Alors que certains éléments visuellement complémentaires complètent le récit (comme lorsque l’image de Lee est superposée à celle de Morgan lorsqu’ils discutent pour la première fois, un film «AHEM!»), Ils ne poussent pas plus loin au moment où ils utilisent c’est une deuxième fois (comme quand on voit le ping-pong, aller-retour entre les réflexions d’Amy et de Morgan). Le design de production de Tom McCullagh se distingue également par ses démonstrations des deux écoles de design et de science – anciennes (lambeaux, chair de poule en dehors de la maison) ou contemporaines (le laboratoire souterrain en béton). Cinéaste (et collaborateur de longue date de Ridley Scott), la palette de couleurs bleu-gris sourdine de Mark Patten ajoute une stérilité froide nécessaire à l’atmosphère. De plus, il est intéressant que Scott se moque de BLADE RUNNER-esque idées de robot sentience.

Néanmoins, le troisième acte s’effondre complètement sous le poids d’initiatives ridicules et de motivations confuses. C’est comme si on était de retour dans le public de PROMETHEUS, en criant, «cours à gauche et tu ne seras pas écrasé!» Morgan a l’intention de tuer ses protecteurs, cela n’a aucun sens. Les médecins ont amplement le temps de lui dire qu’ils l’ont sauvée et pourtant ils ne disent pas un mot. Amy, une psychologue du comportement, a amplement le temps de s’enfuir seule – et pourtant elle va avec Morgan? J’imagine qu’il est ironiquement approprié que j’analyse son comportement même si elle ne le fait jamais. Pourquoi un chasseur serait-il jamais éloigné en tirant un coup de semonce, alertant la proie – qui est aussi un prédateur – qu’ils sont là? Enfin, au moment où la torsion Shyamalanian se déroule – celle qui est si bon marché qu’elle fait vibrer les sons de deux pièces sur une table – la plupart des téléspectateurs se sont déjà échappés.

Verdict : 

On dirait un mauvais téléfilm. La bande annonce nous offrait sûrement le plus grand suspense mais au final au bout de 10 minutes le clair de l’intrigue s’envole. Déçu, je m’attendais à un genre hybride SF horreur mais finalement on est juste dans une SF light et sans saveur. Cependant il y a une réelle esthétique et de beaux plans. Une ambiance prenante mais cela semble ne pas permettre au spectateur de ressortir avec l’impression d’avoir vu un spectacle ou une oeuvre d’art.

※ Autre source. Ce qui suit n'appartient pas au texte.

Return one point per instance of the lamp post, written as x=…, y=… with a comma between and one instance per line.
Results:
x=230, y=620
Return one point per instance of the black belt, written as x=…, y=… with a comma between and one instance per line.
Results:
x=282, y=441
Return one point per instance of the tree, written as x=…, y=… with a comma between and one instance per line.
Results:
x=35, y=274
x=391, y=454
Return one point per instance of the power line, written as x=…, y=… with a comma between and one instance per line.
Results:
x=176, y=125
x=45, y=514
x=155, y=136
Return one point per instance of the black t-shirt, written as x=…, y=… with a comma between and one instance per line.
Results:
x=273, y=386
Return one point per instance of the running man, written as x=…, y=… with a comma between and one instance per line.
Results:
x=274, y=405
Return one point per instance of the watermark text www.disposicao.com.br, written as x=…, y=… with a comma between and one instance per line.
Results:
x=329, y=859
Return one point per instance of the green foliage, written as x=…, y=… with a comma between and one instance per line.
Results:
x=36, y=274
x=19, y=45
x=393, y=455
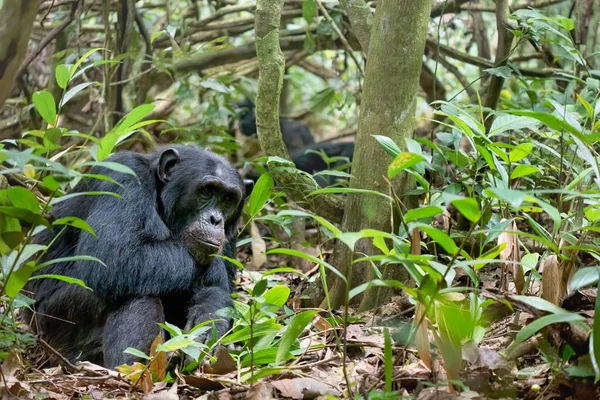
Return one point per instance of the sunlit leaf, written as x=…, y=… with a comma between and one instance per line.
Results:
x=45, y=105
x=294, y=329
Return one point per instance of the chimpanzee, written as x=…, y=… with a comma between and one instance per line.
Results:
x=295, y=134
x=310, y=160
x=156, y=241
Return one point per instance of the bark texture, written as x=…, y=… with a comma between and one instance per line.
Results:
x=391, y=83
x=270, y=82
x=16, y=21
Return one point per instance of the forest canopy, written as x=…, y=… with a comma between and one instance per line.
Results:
x=299, y=198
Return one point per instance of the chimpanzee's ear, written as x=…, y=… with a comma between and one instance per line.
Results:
x=168, y=159
x=249, y=185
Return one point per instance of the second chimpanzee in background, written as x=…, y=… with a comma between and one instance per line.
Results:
x=295, y=134
x=300, y=143
x=157, y=242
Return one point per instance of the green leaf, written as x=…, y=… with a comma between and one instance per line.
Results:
x=540, y=323
x=177, y=343
x=45, y=106
x=403, y=161
x=260, y=194
x=76, y=223
x=24, y=215
x=259, y=287
x=513, y=197
x=73, y=91
x=18, y=279
x=468, y=207
x=113, y=166
x=524, y=170
x=501, y=72
x=440, y=238
x=520, y=152
x=388, y=359
x=321, y=99
x=309, y=10
x=388, y=145
x=584, y=277
x=595, y=340
x=246, y=333
x=277, y=295
x=63, y=74
x=23, y=198
x=137, y=353
x=294, y=329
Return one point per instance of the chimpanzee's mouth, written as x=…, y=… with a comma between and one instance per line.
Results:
x=209, y=244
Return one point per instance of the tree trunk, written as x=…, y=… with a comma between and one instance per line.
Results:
x=391, y=81
x=16, y=21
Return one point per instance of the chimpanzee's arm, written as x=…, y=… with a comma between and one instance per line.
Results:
x=212, y=293
x=141, y=256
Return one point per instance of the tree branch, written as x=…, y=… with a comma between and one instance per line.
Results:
x=270, y=82
x=16, y=22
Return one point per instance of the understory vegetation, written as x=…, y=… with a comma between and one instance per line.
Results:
x=455, y=253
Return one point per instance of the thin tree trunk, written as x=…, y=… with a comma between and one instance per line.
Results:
x=391, y=81
x=16, y=21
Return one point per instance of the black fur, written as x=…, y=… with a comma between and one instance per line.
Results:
x=152, y=274
x=295, y=134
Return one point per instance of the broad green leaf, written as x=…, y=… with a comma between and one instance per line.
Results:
x=595, y=340
x=380, y=283
x=259, y=287
x=23, y=198
x=520, y=152
x=82, y=59
x=24, y=215
x=69, y=259
x=260, y=194
x=294, y=329
x=321, y=99
x=422, y=213
x=177, y=343
x=45, y=105
x=246, y=332
x=137, y=353
x=388, y=145
x=513, y=197
x=296, y=253
x=309, y=10
x=277, y=295
x=440, y=238
x=63, y=74
x=524, y=170
x=18, y=279
x=76, y=223
x=468, y=207
x=403, y=161
x=584, y=277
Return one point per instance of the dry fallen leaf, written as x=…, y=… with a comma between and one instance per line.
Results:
x=300, y=388
x=224, y=364
x=260, y=391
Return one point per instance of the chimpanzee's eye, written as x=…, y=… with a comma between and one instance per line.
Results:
x=208, y=191
x=229, y=199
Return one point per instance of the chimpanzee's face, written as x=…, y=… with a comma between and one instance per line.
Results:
x=202, y=199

Luke Scott, réalisateur de Morgane, n’est autre que le fils du metteur en scène mythique Ridley Scott (Alien, Seul sur Mars). Morgane est son premier long-métrage. À noter que le court métrage Loom, réalisé par Luke en 2012, est en quelque sorte le précurseur de Morgane. Interprété par Giovanni Ribisi, Loom mettait en effet en scène un homme cachant un être artificiel au sein d’un laboratoire de génétique.